Supplier management tips
But it wasn't all about the numbers at the Chemical Purchasing Summit, there were presentations to help buyers manage supplier relationships. Even more than price, Velarde recommends evaluating suppliers based on their financial standing, their ability to recognize the buyer's issues and priorities and their ability to monitor different global factors that could impact the buyer-supplier relationship.
True supplier collaboration is driven not by periodic meetings, but by letting down the walls and sharing more information-specifically demand forecasts. Purchasing organizations that anticipate demand fluctuations and share that information with suppliers gain overall cost benefits from the deeper level of supplier collaboration.

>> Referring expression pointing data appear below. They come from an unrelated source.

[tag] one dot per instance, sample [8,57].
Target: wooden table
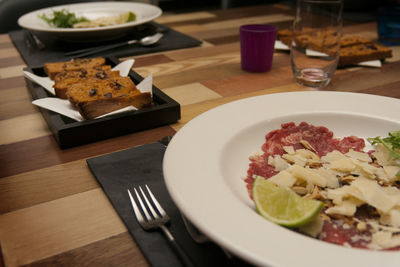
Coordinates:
[52,210]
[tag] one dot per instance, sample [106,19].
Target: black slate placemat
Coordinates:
[141,165]
[54,48]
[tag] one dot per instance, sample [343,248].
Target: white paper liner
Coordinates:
[372,63]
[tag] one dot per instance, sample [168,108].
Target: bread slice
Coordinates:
[363,52]
[64,80]
[353,49]
[52,69]
[96,97]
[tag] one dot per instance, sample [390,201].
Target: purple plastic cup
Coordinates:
[257,42]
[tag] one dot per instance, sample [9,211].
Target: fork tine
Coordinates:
[135,208]
[142,205]
[152,211]
[159,208]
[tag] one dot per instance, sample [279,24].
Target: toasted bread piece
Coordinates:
[363,52]
[353,48]
[52,69]
[65,79]
[95,97]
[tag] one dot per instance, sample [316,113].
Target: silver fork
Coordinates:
[152,217]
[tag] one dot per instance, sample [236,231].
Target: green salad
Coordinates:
[65,19]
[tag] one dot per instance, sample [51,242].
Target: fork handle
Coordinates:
[186,261]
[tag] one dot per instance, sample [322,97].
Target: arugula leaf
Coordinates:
[62,19]
[391,143]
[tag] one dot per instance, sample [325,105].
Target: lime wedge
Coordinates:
[282,205]
[127,17]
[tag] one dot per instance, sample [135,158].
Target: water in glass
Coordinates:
[315,44]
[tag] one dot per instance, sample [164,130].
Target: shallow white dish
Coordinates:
[206,160]
[144,13]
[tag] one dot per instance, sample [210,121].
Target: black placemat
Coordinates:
[141,165]
[54,48]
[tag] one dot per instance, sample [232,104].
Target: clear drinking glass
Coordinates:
[317,30]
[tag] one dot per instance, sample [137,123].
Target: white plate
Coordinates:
[144,13]
[206,160]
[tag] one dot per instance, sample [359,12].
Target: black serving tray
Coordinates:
[70,133]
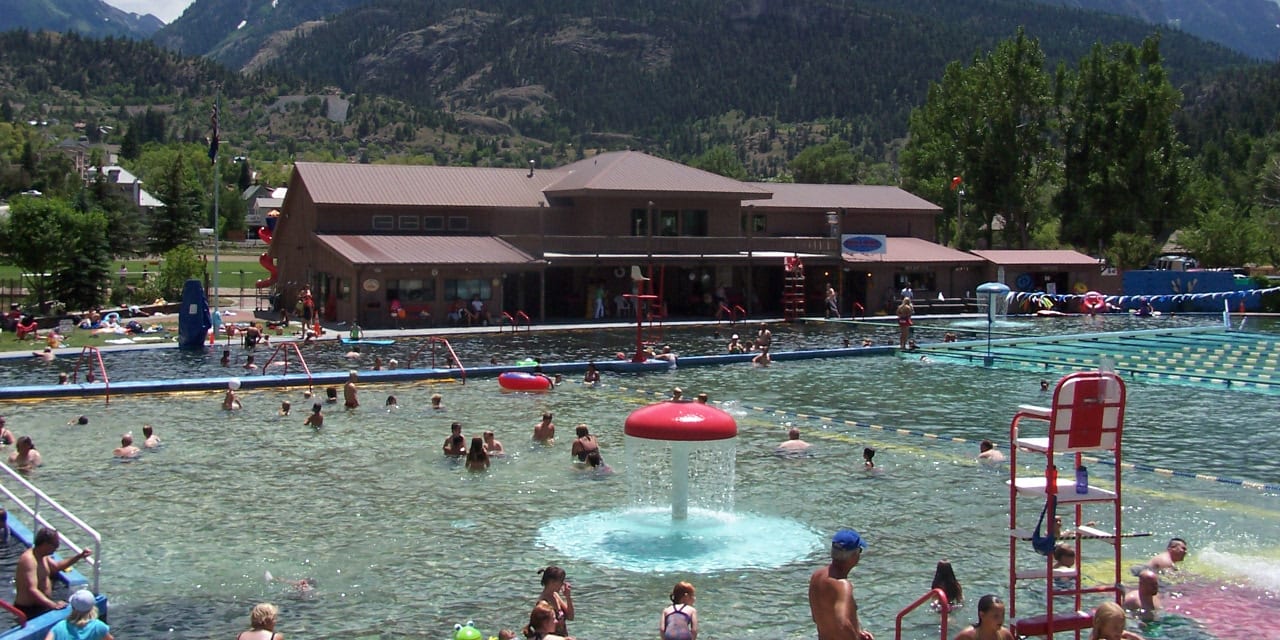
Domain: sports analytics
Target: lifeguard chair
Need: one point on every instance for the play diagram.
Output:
(1087, 416)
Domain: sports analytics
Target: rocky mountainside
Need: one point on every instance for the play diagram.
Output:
(92, 18)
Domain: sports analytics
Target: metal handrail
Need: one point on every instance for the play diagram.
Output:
(40, 521)
(944, 608)
(92, 353)
(301, 361)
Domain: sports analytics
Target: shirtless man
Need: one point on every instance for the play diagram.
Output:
(831, 593)
(127, 449)
(1146, 599)
(792, 444)
(544, 432)
(987, 452)
(26, 458)
(32, 576)
(1169, 558)
(348, 391)
(584, 444)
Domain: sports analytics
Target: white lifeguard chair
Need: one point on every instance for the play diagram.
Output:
(1087, 416)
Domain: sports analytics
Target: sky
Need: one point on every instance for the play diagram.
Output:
(167, 10)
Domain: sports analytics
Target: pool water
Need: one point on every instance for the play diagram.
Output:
(406, 544)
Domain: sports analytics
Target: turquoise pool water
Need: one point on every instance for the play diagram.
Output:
(405, 544)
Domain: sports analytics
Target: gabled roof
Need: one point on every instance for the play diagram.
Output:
(914, 251)
(1032, 257)
(841, 196)
(433, 250)
(423, 186)
(632, 172)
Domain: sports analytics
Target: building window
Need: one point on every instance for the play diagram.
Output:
(465, 289)
(693, 222)
(411, 291)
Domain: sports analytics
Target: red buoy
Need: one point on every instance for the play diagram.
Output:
(681, 421)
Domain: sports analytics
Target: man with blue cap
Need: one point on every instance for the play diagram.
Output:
(831, 593)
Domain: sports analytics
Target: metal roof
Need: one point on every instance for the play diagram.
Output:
(1031, 257)
(913, 251)
(423, 186)
(841, 196)
(634, 172)
(429, 250)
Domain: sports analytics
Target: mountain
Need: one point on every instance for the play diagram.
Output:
(88, 17)
(1251, 27)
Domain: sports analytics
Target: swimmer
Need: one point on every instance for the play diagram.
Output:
(316, 419)
(127, 449)
(492, 446)
(792, 444)
(544, 432)
(762, 359)
(149, 438)
(987, 452)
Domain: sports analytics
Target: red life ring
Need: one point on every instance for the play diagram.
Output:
(522, 382)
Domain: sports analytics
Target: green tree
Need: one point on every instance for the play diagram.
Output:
(1124, 169)
(832, 163)
(988, 123)
(721, 160)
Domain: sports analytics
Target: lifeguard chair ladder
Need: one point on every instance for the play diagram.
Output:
(792, 288)
(1087, 415)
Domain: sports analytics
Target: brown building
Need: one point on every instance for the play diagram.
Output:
(561, 243)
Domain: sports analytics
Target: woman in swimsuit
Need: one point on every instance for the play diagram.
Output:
(261, 622)
(542, 624)
(558, 595)
(584, 444)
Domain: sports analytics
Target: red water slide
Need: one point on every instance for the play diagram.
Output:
(266, 261)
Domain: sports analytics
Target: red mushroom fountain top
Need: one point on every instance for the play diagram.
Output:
(681, 421)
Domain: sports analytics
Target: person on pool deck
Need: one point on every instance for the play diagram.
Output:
(584, 443)
(544, 432)
(316, 417)
(150, 439)
(991, 621)
(831, 593)
(127, 449)
(987, 452)
(1169, 558)
(492, 446)
(792, 444)
(456, 444)
(1144, 600)
(348, 391)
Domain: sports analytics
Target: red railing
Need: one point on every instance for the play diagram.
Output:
(283, 350)
(434, 343)
(88, 356)
(944, 609)
(515, 321)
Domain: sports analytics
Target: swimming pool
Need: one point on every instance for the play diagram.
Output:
(406, 544)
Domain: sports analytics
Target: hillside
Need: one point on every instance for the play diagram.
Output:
(92, 18)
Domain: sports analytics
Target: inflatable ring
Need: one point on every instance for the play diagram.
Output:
(522, 382)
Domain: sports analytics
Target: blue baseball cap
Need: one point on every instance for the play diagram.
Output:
(848, 539)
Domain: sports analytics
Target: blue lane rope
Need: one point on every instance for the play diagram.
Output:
(1127, 466)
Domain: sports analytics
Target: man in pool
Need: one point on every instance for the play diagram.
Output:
(544, 432)
(792, 446)
(1169, 558)
(831, 593)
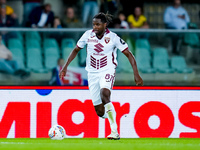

"Today it's less about whose problem it is because it's everyone's problem," said Rick Bushnell, vice president of sales Americas for chemicals industry hub Elemica. And the best way to provide more accurate demand signals is to integrate business systems with the most closely-held suppliers, says Bushnell.
Supplier collaboration can serve as a risk management strategy, Bushnell said, as it more closely matches the buyer's needs with the supplier's capacity and avoids a possible mismatch where buyers need what suppliers cannot deliver. It's also an effective way to keep track of a supplier's financial health.
Bushnell suggests buyers approach this level of supplier collaboration primarily with sole-source suppliers that already have a deeper commitment to the buyer's needs. And moving to a vendor-managed inventory model is another show of commitment between the two sides. But for VMI to work best, "the suppliers need better visibility into the demand signals than you did prior to moving to VMI. They need visibility into the silo so they can decide the optimal shipping method to a given location, for example."
While Bushnell acknowledged getting suppliers to share their cost structures is not always possible, a good first step is to ask a trusted supplier "Where am I adding expense to the processes?" Also, he suggests logistics costs as a good first conversation.